In Thailand, the military junta is continuing its crackdown on dissent a month after it took control of the nation. Bit by bit, the army has silenced critics and ended free speech.
CHRIS UHLMANN: In Thailand, the military junta is continuing its crackdown on dissent a month after it took control of the nation. Bit by bit, the army has silenced critics and ended free speech. There are very few people now willing to speak out against military rule with any activism now having to take place in exile.
South-East Asia correspondent Samantha Hawley reports from Bangkok.
SAMANTHA HAWLEY: Thailand’s military rule has been consolidating its power in a nation where free speech and individual thinking are no longer welcome, where democracy has taken a back seat and those who support it face intimidation and the threat of detention if they speak out. And in an environment of fear there’s not much of that happening anymore.

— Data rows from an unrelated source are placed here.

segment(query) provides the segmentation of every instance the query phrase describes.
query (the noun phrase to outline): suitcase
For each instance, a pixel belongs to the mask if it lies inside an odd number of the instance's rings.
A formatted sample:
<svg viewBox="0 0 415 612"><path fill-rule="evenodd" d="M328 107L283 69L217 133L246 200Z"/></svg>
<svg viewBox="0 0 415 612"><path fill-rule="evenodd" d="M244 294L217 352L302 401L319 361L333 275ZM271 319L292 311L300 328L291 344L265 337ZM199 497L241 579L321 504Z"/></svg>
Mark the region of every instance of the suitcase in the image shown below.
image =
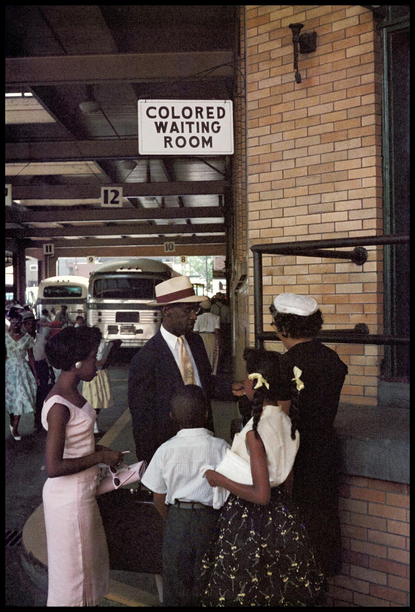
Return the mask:
<svg viewBox="0 0 415 612"><path fill-rule="evenodd" d="M110 569L161 574L163 526L152 493L139 485L100 495L97 501Z"/></svg>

(Sound of activist speaking)
This normally outspoken Red Shirt activist would only speak to AM anonymously – the threat of being detained or jailed under military law is too risky.
Criticism of the coup here comes with very deep consequences.
“There are many things the army are doing that will not lead to reconciliation,” he says, “especially the hunting down of people who are anti the coup and support democracy.”
“We are only staying still,” he says of the Red Shirts, “because the other side has got guns.”
In Bangkok, not even the most peaceful of protest is tolerated anymore. Even a woman wearing a t-shirt with the words “respect my vote” on the front was taken away for questioning.
On national television, the Army General Prahyut Chan-ocha spends every Friday evening preaching the new rule and justifying a crackdown on dissent that opponents argue is breaching the human rights of Thai people.
In one case a 27 year old activist was apprehended by soldiers at the end of May and released this week. She claimed she’d chosen to stay on in military custody.
Activist and former politician Jakrapob Penkair is living in exile.
JAKRAPOB PENKAIR: People are quiet now because they have been abused and bullied and threatened. That’s why they have to be quiet.
SAMANTHA HAWLEY: Along with the only Thai minister who managed to escape into exile, Charupong Ruangsuwan, he’s established a small anti-coup group called the Organisation of Free Thais for Human Rights and Democracy, but it’s still searching for a home base overseas.
JAKRAPOB PENKAIR: The victory of this movement must be done inside Thailand and not outside, but we are taking the approach of outside in.
SAMANTHA HAWLEY: The military general is now even offering lumps sum payments to those who help with his crackdown.
A photo of an anti-coup protester in action will earn you 500 baht, about $16 – earnings that pit Thais against Thais.
This is Samantha Hawley in Bangkok reporting for AM.